Au-delà de l'affirmation d'une distinction qui passe aussi par la manière de s'habiller, cette volonté manifeste et systématique, de la part des seuls motards, de prendre, face au risque, toutes les précautions possibles, si peu efficaces soient-elles, relève bien d'un fait culturel, d'un apprentissage qui, certes, est passé par une formation à un permis particulier, mais découle aussi des normes d'un groupe dont le scooteriste ordinaire, au guidon d'un succédané d'automobile, ignore tout.
L'expérience, sans doute, à ses dépends, l'instruira. Mais à voir cette gamine si peu couverte de son petit top tellement sexy, dévalant le chemin de Saint-Claude en tenant son guidon de la seule main droite, puisqu'elle dispose de la dextérité nécessaire pour composer, de la gauche, un numéro sur son mobile, on se dit que la leçon ne peut manquer d'être rude. Alors, le paradoxe qui associe, dans le sens commun comme dans le discours officiel, le risque à cette fraction de la population des deux-roues qui cherche précisément, autant que possible, à le contrôler, mérite que l'on s'y arrête.

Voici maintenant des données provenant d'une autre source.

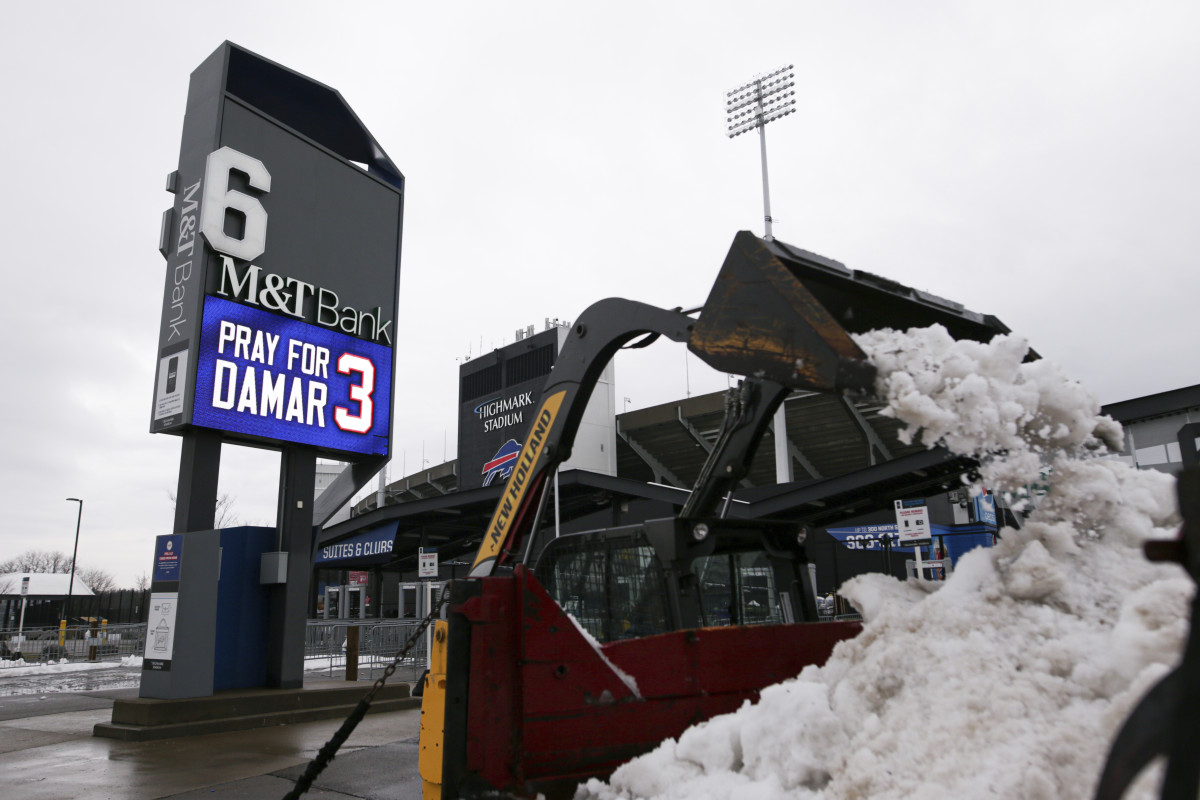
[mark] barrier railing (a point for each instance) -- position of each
(379, 641)
(78, 643)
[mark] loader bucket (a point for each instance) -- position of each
(783, 313)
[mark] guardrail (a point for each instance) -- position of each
(379, 641)
(81, 643)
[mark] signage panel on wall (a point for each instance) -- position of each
(497, 395)
(912, 522)
(286, 232)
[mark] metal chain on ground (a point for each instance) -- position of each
(327, 753)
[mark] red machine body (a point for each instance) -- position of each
(546, 707)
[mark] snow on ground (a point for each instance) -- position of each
(1007, 680)
(21, 667)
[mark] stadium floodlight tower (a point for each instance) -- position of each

La clé réside dans cette opposition entre un usage répréhensible par nature, celui d'une moto toujours capable de hautes performances, et un usage, à l'opposé, valorisé, puisqu'utilitaire, donc supposé d'autant plus raisonnable que rares sont les 125 en mesure de dépasser les 110 km/h. Le coupable, au fond, c'est la machine. Contentez-vous d'un ordinaire scooter et, puisque vous êtes un citoyen normal, puisque vous cherchez simplement à rejoindre plus rapidement votre lieu de travail, puisque l'on peut d'autant moins vous reprocher de n'avoir aucune conscience de la bonne manière de se servir de l'engin que vous avez entre les jambes que, le plus souvent, aucune formation préalable ne vous a été imposée, vous pourrez tout vous permettre puisque ceux que l'on stigmatise, ceux dont on dit qu'ils prennent des risques d'inconscients, de fous, ce sont les autres, les motards.